A Vision-Based System for a UGV to Handle a Road Intersection


Javed Ahmed, Mubarak Shah, Andrew Miller, Don Harper, and M. N. Jafri

{jahmed, shah, amiller, harper}@cs.ucf.edu, {javed, mnjafri}@mcs.edu.pk


Figure 2: A typical 4-way intersection showing UGV and the shaded areas monitored by the three cameras
Figure 1: Our UGV with three cameras looking towards other three roads.

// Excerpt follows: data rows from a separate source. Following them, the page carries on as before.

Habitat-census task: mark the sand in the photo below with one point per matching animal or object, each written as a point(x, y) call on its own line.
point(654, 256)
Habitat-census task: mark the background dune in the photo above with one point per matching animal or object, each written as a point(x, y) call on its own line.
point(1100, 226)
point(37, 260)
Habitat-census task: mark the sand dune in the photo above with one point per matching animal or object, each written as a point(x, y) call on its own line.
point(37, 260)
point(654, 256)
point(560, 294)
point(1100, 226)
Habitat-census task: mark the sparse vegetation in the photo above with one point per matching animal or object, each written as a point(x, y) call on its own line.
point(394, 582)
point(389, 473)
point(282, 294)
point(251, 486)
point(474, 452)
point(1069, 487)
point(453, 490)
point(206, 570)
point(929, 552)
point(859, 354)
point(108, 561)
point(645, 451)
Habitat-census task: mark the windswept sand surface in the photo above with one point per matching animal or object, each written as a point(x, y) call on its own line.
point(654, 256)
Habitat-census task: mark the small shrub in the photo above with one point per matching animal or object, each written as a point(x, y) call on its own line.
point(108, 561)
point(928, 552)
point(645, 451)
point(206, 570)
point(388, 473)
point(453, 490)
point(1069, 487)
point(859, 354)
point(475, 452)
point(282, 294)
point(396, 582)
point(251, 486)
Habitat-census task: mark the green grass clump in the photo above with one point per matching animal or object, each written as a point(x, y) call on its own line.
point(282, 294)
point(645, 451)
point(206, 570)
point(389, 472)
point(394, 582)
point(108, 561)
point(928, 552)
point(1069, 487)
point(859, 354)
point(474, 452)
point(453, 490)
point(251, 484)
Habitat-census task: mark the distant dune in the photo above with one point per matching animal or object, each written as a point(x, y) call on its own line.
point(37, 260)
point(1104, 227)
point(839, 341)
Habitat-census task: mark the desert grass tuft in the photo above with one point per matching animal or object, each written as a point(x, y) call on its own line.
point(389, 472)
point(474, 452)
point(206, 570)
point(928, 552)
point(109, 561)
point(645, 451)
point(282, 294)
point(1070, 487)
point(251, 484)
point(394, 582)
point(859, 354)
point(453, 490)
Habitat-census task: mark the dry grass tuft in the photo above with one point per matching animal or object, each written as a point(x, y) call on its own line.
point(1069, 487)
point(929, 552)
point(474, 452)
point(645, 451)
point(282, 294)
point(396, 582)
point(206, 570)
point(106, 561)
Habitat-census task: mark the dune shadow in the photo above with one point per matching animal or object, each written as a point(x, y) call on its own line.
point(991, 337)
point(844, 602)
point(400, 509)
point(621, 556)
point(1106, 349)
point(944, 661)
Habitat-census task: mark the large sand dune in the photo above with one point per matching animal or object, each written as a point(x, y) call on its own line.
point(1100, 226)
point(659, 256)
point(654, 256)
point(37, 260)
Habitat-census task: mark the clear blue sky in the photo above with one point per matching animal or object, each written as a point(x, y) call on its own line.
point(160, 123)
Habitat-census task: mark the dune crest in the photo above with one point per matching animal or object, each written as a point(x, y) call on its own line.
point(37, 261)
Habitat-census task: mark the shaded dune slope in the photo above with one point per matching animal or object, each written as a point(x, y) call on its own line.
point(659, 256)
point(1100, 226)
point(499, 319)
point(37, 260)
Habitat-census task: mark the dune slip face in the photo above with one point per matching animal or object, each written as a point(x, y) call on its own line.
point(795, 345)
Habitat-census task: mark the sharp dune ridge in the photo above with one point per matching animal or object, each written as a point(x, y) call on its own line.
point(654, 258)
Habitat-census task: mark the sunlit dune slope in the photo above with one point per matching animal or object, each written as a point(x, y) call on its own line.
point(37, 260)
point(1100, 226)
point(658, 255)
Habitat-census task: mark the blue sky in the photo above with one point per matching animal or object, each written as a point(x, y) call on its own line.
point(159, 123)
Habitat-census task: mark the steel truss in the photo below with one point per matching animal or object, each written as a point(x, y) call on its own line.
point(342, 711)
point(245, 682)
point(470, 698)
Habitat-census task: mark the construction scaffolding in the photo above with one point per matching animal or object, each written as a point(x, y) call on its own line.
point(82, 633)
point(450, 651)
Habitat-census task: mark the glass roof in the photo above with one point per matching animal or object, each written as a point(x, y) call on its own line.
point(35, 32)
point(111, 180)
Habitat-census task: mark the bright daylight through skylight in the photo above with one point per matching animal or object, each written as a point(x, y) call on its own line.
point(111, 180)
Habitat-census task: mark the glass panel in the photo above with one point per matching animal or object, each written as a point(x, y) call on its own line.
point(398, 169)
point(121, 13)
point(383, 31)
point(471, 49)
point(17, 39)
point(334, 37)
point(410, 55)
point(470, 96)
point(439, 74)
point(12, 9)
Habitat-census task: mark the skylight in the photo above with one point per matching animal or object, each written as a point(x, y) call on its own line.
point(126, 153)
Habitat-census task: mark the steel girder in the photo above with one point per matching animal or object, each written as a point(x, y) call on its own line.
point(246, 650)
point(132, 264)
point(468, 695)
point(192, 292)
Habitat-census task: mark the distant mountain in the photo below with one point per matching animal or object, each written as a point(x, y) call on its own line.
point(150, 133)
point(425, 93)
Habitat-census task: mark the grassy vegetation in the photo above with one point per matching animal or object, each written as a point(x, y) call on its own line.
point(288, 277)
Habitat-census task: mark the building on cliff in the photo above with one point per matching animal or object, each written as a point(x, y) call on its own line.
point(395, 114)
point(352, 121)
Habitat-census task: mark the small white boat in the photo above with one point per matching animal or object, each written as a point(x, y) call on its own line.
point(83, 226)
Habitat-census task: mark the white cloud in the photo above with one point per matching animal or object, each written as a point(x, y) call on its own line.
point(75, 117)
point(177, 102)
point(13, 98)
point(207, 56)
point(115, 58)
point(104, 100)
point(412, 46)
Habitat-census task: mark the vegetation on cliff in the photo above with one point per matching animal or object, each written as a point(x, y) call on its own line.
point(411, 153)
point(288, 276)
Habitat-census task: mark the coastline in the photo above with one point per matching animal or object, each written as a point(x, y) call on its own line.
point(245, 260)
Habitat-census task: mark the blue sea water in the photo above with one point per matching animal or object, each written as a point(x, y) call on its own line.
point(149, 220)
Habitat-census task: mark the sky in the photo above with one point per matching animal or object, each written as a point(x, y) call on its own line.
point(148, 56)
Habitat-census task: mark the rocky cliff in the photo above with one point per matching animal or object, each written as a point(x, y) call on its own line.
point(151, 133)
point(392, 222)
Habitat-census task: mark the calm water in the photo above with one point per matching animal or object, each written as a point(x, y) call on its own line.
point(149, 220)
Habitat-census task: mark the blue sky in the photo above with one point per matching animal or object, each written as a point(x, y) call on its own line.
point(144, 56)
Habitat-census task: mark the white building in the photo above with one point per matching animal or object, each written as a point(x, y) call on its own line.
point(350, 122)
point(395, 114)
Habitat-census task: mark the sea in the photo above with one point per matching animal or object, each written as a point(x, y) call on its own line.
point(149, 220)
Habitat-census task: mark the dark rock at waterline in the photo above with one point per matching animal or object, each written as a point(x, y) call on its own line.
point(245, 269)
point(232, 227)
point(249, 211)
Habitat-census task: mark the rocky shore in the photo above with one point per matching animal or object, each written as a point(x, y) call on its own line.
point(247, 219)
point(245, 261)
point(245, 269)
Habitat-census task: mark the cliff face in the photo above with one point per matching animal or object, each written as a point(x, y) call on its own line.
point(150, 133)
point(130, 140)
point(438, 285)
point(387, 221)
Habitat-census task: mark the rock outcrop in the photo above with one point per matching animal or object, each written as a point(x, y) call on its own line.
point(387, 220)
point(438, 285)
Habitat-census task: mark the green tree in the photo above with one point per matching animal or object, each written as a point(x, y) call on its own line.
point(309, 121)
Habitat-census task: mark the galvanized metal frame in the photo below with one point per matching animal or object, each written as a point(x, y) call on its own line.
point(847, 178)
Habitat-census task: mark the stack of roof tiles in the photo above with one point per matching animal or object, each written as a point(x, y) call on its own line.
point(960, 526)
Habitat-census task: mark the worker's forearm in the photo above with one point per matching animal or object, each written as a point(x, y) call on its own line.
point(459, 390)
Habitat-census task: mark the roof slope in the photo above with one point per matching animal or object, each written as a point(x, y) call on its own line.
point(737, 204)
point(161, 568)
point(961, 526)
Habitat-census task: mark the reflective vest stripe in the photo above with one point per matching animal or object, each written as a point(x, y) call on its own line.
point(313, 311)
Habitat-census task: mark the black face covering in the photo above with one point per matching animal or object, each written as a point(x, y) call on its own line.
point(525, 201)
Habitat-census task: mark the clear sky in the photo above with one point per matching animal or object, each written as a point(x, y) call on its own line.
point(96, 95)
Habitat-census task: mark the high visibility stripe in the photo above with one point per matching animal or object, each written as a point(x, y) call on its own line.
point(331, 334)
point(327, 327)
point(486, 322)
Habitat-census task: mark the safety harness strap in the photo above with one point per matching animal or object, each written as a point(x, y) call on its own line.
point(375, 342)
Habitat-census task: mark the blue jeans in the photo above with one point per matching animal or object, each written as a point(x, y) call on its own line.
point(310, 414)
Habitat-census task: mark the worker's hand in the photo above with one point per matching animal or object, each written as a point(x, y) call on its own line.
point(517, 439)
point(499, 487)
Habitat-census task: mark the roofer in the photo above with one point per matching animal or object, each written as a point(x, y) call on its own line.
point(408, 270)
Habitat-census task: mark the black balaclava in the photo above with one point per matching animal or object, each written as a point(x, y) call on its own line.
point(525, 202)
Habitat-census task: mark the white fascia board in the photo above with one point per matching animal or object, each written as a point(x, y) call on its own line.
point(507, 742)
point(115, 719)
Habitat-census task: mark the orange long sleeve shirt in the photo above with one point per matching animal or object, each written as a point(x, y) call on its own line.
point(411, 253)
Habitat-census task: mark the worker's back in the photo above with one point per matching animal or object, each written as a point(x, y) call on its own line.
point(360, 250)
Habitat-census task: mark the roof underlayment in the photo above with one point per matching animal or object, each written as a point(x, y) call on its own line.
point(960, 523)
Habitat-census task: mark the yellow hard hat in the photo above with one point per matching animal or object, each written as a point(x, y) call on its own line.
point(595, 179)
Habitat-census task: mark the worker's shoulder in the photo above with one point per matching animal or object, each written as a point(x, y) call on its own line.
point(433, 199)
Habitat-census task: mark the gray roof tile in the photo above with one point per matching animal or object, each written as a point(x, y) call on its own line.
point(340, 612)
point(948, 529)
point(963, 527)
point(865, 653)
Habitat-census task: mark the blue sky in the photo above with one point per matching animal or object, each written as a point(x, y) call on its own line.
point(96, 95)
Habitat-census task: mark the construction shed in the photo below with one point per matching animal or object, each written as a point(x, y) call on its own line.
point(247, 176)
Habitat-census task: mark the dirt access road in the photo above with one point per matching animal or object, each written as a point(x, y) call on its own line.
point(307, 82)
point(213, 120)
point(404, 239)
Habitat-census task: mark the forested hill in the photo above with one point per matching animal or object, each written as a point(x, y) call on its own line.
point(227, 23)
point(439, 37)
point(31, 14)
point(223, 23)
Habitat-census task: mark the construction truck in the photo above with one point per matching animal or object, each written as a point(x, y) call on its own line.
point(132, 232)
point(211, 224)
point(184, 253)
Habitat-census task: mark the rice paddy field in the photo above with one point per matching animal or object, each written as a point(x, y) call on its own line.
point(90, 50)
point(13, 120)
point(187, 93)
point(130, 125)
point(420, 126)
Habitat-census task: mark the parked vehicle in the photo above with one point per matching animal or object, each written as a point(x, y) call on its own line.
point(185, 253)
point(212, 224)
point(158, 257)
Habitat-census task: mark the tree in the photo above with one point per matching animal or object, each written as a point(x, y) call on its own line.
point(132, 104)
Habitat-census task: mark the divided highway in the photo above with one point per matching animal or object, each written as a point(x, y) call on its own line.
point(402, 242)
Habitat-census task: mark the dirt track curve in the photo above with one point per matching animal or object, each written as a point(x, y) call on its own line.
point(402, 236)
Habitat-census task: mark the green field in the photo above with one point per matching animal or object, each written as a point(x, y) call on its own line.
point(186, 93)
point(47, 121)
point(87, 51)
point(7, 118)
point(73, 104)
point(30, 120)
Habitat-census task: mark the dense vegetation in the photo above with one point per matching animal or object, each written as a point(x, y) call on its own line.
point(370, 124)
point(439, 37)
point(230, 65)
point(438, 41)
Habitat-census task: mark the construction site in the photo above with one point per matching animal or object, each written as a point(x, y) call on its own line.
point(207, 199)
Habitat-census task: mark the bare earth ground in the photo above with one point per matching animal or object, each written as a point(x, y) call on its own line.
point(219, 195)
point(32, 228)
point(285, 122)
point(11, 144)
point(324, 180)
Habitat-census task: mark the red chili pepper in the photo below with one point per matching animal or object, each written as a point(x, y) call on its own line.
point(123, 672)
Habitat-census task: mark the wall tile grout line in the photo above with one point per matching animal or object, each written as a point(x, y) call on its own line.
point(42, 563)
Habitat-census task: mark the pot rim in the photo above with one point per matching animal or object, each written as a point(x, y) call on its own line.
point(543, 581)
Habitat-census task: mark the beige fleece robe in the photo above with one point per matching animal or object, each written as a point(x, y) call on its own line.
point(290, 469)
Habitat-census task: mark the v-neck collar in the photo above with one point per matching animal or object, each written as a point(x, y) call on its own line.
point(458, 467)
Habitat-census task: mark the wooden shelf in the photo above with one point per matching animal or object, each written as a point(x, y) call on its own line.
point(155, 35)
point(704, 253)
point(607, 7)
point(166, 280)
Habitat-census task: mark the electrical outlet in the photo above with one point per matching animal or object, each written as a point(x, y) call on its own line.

A vision based system has been successfully developed which enables an unmanned ground vehicle (UGV) to handle an urban road intersection. The system uses three video cameras mounted on top of the UGV, as shown in Figure 1. The cameras are pointed towards the other three roads leading to the intersection, i.e. to the right, to the left, and straight ahead. Each camera is connected to a separate on-board computer. The three computers communicate with the autopilot through a UDP Ethernet connection. When the autopilot determines that the UGV has reached the intersection and has come to a stop, it sends a message to the three computers signaling them to begin looking for vehicles in their fields of view. The software in each computer consists of three main components: a vehicle detector, a tracker, and a finite-state-machine model of the intersection, as shown in Figures 3. First, the vehicle detector tries to detect a vehicle in each video frame by using an OT-MACH (Optimal Trade-off Maximum Average Correlation Height) filter constructed from training images of vehicles captured from each camera. Once a vehicle is detected in a single frame, the detector transfers control to a tracker. The tracker follows the vehicle in the subsequent frames, adapts to the changing appearance of the vehicle, handles occlusions, and estimates the current and next position, velocity, and acceleration of the vehicle. The detection and tracking is performed simultaneously for all the three cameras. The finite-state-machine model, shown in Fig. 4, determines the behavior of each leading vehicle on the other three roads using four states (i.e. No Vehicle Waiting, Arriving, Waiting, and Passing) estimated by the tracker in every case. Finally, it triggers the autopilot when it is safe for the UGV to drive through the intersection without violating any traffic law, and the autopilot drives the vehicle to cross the intersection.





Figure 3: Block diagram of the vision based system



Figure 4: The finite state-machine model of the intersection




Javed Ahmed, Mubarak Shah, Andrew Miller, Don Harper, and M.N. Jafri, "A Vision-Based System for a UGV to Handle a Road Intersection", AAAI Twenty-Second Conference on Artificial Intelligence, Vancouver, British Columbia, 22-26 July 2007.